There’s nothing in this New York City photo that identifies a specific era. I shot this in 2009, but it could have just as easily been from 1949.
I first noticed how the low midday sun on this November day cast long shadows from the fire escape across the yellowish bricks on the building front. Framing the shot to concentrate on the lines and shadows would create an interesting image, but one that would confuse the viewer’s eye because it lacked a true focal point. That’s why I widened the composition a bit to include the pizza sign.
Every time I look at this photo my eye is immediately drawn to the pizza sign before exploring the other elements of the image. That’s the focal point.
The decisions I made for the shots of this building are the type I make every time I’m out with my camera. First, I’m looking for an interesting subject matter before I raise the camera to my eye. Once I’m looking through the viewfinder I’m concentrating on composition and focal point. In other words, how do I make the photo attention-getting and what do I want the viewer to look at first.
About the photographer
I’m a photo hobbyist who lives in Hilliard, Ohio, a suburb of Columbus. I typically spend several mornings each week in the woods of local parks, photographing birds and other wildlife. I also enjoy shooting sporting events and photographing different cities when I travel around the country.

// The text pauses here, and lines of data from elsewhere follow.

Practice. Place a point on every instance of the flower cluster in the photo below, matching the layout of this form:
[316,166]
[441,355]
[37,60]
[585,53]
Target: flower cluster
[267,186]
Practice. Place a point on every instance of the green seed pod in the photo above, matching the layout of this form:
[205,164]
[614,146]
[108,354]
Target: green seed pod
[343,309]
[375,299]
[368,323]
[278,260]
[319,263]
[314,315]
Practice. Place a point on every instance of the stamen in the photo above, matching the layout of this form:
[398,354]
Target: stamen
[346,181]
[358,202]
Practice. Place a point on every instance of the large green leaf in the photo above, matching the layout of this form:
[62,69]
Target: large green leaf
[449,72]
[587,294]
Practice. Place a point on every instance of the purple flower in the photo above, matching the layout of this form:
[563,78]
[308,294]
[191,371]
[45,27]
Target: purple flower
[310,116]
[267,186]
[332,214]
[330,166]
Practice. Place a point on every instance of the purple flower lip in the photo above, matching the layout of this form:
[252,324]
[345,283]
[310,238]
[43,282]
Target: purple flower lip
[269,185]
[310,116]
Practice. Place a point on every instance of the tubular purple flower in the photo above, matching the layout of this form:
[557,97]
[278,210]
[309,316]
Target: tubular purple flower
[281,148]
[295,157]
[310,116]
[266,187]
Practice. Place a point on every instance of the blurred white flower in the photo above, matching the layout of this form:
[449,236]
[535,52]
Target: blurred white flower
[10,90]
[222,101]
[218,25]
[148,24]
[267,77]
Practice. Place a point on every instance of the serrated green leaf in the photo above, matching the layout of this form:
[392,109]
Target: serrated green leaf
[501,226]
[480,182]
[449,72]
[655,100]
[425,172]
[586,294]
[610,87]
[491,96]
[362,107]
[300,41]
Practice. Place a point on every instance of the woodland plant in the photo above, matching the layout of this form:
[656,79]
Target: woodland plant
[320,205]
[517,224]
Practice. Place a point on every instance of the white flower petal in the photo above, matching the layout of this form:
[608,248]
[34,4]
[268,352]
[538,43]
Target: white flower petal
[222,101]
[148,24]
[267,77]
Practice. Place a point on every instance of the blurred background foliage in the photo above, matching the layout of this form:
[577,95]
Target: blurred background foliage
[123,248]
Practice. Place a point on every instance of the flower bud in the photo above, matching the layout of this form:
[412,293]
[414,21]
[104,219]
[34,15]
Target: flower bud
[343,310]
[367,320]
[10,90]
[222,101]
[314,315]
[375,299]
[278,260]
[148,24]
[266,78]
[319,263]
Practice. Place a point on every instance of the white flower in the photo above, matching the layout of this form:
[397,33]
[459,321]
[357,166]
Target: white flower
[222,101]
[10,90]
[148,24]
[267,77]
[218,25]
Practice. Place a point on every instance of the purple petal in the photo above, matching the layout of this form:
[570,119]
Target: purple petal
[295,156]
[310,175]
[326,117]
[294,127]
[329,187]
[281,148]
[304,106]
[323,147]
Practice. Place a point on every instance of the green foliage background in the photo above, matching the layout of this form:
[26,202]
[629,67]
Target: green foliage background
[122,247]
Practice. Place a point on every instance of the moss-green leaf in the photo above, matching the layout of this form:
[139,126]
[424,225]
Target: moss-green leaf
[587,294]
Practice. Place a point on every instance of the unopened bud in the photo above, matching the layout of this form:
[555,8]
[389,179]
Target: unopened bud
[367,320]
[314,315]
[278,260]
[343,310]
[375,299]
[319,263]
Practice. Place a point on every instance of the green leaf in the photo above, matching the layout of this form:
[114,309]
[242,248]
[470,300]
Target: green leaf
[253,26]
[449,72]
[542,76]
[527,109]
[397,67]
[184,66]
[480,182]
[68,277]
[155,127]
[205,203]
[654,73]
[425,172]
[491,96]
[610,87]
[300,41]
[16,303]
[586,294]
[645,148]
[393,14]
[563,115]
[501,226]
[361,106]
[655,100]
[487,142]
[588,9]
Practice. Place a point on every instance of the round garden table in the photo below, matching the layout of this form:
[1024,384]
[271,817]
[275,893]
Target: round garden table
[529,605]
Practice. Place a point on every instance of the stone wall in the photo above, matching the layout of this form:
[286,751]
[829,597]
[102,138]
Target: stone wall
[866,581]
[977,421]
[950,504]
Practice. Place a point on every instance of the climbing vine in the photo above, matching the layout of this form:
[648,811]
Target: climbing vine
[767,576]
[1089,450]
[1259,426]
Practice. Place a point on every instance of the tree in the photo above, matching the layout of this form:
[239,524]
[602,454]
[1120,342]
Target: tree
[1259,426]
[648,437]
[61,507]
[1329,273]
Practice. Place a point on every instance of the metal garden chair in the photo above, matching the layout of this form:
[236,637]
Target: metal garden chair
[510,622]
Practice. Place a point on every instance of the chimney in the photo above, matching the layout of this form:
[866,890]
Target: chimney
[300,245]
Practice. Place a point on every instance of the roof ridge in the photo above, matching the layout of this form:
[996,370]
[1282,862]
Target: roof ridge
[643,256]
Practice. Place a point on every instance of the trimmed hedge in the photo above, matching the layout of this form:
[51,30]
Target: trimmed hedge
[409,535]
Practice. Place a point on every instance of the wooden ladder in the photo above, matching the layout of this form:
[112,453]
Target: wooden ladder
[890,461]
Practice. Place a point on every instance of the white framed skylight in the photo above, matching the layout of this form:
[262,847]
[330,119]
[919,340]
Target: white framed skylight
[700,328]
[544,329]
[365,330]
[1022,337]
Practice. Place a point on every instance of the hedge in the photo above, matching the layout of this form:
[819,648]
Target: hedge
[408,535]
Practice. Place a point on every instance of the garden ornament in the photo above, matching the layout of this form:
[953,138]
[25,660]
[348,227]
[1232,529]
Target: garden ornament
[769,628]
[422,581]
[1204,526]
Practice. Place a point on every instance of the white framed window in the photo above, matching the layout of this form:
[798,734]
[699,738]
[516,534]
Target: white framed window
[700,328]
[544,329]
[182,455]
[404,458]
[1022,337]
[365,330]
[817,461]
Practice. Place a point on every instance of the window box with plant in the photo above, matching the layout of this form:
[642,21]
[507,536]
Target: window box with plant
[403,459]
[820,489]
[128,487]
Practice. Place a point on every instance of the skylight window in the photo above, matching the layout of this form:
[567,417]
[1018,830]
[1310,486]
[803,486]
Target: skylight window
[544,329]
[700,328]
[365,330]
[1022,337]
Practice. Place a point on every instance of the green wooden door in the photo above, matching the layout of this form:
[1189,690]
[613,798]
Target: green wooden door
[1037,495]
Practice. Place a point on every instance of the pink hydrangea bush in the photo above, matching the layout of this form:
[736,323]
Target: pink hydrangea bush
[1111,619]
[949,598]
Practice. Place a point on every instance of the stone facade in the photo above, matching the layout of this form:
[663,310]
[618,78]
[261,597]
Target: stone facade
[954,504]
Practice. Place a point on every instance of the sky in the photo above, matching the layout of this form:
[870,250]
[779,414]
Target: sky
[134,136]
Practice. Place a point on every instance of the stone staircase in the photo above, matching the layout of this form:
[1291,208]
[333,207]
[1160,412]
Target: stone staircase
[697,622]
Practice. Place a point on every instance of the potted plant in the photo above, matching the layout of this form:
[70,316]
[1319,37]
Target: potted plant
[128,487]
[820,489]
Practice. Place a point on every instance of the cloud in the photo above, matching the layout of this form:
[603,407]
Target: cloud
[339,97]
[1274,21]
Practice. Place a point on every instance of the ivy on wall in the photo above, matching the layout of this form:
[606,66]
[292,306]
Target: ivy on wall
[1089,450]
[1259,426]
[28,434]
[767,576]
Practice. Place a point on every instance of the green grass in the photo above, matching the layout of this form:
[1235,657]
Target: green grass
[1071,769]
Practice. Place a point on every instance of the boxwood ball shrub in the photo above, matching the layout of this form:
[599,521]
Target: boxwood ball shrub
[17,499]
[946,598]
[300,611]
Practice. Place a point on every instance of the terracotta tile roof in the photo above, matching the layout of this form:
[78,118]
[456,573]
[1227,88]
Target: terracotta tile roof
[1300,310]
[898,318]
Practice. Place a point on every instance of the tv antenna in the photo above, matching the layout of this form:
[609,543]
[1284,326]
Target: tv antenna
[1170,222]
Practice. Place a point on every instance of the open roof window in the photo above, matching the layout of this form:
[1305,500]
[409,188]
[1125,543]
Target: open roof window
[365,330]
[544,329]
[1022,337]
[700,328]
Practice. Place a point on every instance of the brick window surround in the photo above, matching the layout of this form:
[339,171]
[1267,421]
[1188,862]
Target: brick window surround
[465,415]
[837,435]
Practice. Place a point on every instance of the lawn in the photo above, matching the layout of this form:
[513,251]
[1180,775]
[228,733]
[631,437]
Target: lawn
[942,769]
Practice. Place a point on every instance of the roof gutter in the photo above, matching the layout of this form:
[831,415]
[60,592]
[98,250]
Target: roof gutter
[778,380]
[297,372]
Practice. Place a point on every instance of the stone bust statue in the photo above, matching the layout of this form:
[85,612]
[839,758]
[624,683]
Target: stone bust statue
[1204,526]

I began doing photography in the pre-digital, pre-autofocus, pre-Internet 1970s. I had a color darkroom in the basement of our house in our hometown, Ashland, Ky., and on occasion would shoot for the newspaper where I worked first as a sports writer, then as city editor. But I put the camera away in the 1980s after burning out from too many of those "hey can you" photo jobs – “hey can you shoot my son's Little League team," or "hey can you shoot my daughter's wedding." I reached the point where I dreaded picking up the camera.
After taking a vacation from photography for more than 20 years, I was using my daughter’s point-and-shoot digital camera to get some photos of her first college tennis match in fall 2004 (she played four years at the University of Akron) and realized how much I missed photography. After doing the “Nikon or Canon” research, I bought a Canon digital SLR , started adding lenses – that’s my Canon 600 f/4L, the lens I use for wildlife and some sports photography, in the photo above – and have been shooting ever since.